Il avait dénoncé ces derniers jours par avance un «avortement judiciaire de notre loi» sous la pression internationale et a dénoncé une tentative de redorer le blason de l'Ouganda avant la visite du président Yoweri Museveni la semaine prochaine à Washington où il doit participer au sommet États-Unis/Afrique avec le président Barack Obama.

Selon des ONG, cette loi antihomosexualité avait provoqué une hausse des abus contre les homosexuels en Ouganda et leur avait réduit l'accès aux services de santé et de prévention contre le sida en raison des craintes d'arrestation.

Onusida, le programme coordonnant l'action de l'ONU contre le virus VIH, s'est d'ailleurs félicité de la décision de la Cour constitutionnelle, jugeant qu'elle «pourrait avoir des répercussions positives sur le plan de la santé publique».

Amnesty International a salué de son côté une «victoire significative» en espérant qu'elle se traduirait «une réelle amélioration dans les vies des lesbiennes, homosexuels, bisexuels, transgenres et intersexués en Ouganda, piégés dans un cercle vicieux de discrimination, menaces, abus et injustice depuis trop longtemps».

Selon les détracteurs de la loi, M. Museveni l'avait promulguée essentiellement en vue de la présidentielle de 2016, qui marquera sa 30e année au pouvoir, dans un pays où l'homophobie, ouvertement relayée par les puissantes Églises évangéliques, est largement répandue.

Ban Ki-moon salue l'abolition de la loi

Le secrétaire général de l'ONU a salué vendredi la décision de la Cour constitutionnelle ougandaise d'annuler une loi anti-homosexualité qui avait suscité un tollé international.

«C'est une victoire du droit», a estimé M. Ban dans un communiqué où il rend hommage aux militants des droits de l'homme ougandais qui ont combattu cette loi «en prenant parfois de grands risques personnels».

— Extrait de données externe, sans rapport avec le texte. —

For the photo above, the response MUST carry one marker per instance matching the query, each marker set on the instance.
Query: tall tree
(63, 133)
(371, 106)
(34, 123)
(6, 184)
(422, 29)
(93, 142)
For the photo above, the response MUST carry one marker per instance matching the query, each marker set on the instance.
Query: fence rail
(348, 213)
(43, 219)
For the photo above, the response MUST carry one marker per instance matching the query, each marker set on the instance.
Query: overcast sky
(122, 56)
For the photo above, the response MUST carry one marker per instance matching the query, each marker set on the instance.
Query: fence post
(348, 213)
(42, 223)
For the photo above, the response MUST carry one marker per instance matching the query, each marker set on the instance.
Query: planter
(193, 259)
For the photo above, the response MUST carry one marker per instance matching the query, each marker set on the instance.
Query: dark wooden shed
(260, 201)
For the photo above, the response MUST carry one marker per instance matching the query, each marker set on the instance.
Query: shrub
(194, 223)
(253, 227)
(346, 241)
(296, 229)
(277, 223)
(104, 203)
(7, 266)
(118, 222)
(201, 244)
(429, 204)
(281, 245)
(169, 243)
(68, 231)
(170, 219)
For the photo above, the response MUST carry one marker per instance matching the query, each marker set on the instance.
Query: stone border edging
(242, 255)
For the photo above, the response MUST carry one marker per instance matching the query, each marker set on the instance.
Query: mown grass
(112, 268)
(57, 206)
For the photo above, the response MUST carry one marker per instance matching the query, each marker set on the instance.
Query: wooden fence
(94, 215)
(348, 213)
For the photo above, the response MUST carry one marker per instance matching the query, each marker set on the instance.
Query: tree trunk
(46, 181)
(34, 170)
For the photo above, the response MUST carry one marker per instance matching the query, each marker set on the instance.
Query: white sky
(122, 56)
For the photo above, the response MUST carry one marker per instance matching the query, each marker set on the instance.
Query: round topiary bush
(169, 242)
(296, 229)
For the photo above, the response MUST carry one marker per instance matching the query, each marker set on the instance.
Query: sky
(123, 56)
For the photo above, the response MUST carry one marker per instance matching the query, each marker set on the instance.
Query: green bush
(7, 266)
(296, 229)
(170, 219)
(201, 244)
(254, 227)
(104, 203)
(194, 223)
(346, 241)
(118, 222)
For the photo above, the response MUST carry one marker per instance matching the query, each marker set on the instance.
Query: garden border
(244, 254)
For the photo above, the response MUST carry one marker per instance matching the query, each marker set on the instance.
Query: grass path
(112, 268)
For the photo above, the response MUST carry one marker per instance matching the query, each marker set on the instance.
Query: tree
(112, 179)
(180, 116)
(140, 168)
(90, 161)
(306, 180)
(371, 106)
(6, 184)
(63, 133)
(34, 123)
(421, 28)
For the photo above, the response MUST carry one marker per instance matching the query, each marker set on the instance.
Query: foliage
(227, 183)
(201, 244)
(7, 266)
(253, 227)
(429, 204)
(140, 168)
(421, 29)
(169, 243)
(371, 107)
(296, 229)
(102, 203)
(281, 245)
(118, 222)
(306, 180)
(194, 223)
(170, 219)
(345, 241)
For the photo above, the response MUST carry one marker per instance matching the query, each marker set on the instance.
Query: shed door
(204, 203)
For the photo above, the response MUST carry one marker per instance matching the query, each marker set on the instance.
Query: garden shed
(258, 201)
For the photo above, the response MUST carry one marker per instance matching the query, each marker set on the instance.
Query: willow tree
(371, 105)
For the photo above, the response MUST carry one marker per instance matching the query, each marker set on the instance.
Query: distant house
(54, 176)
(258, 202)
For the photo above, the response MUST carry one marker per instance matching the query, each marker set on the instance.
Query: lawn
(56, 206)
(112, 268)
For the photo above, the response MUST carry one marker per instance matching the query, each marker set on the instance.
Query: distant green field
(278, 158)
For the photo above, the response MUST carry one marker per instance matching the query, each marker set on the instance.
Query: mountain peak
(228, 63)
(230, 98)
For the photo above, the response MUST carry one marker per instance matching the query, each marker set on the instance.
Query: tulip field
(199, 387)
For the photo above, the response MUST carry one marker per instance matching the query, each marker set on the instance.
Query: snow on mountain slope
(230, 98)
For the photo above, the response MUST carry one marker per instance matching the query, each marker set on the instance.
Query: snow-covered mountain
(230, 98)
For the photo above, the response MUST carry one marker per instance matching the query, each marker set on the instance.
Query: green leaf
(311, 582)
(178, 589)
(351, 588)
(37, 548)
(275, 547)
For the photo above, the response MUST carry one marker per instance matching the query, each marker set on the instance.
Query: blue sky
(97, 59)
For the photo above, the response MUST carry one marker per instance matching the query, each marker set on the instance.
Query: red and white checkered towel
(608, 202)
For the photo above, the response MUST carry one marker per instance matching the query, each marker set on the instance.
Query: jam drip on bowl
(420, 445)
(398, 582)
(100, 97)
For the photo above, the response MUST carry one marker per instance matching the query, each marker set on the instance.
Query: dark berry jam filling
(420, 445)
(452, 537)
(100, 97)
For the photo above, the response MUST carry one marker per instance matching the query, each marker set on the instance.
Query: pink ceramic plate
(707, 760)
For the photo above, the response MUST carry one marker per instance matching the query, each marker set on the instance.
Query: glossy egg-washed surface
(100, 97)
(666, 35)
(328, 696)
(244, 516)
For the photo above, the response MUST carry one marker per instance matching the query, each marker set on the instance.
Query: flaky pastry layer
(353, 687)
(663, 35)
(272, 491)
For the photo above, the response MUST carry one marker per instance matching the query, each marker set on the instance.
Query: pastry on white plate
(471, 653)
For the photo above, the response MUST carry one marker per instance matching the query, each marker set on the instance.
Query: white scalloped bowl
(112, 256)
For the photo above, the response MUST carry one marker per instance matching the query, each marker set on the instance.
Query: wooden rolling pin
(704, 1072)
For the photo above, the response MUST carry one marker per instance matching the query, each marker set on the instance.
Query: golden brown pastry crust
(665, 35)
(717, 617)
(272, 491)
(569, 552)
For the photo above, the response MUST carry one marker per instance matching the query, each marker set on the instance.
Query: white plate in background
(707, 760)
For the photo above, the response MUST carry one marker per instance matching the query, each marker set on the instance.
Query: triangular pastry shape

Il demande cependant «de poursuivre les efforts pour décriminaliser les relations homosexuelles» et pour lutter contre la «discrimination dangereuse» qui prévaut encore en Ouganda contre les homosexuels, lesbiennes, bisexuels et transgenres.

La loi qui a été abolie ajoutait la répression de la «promotion de l'homosexualité» et l'obligation de dénoncer les homosexuels à une législation punissant déjà depuis plus d'un demi-siècle les relations homosexuelles de la prison à vie.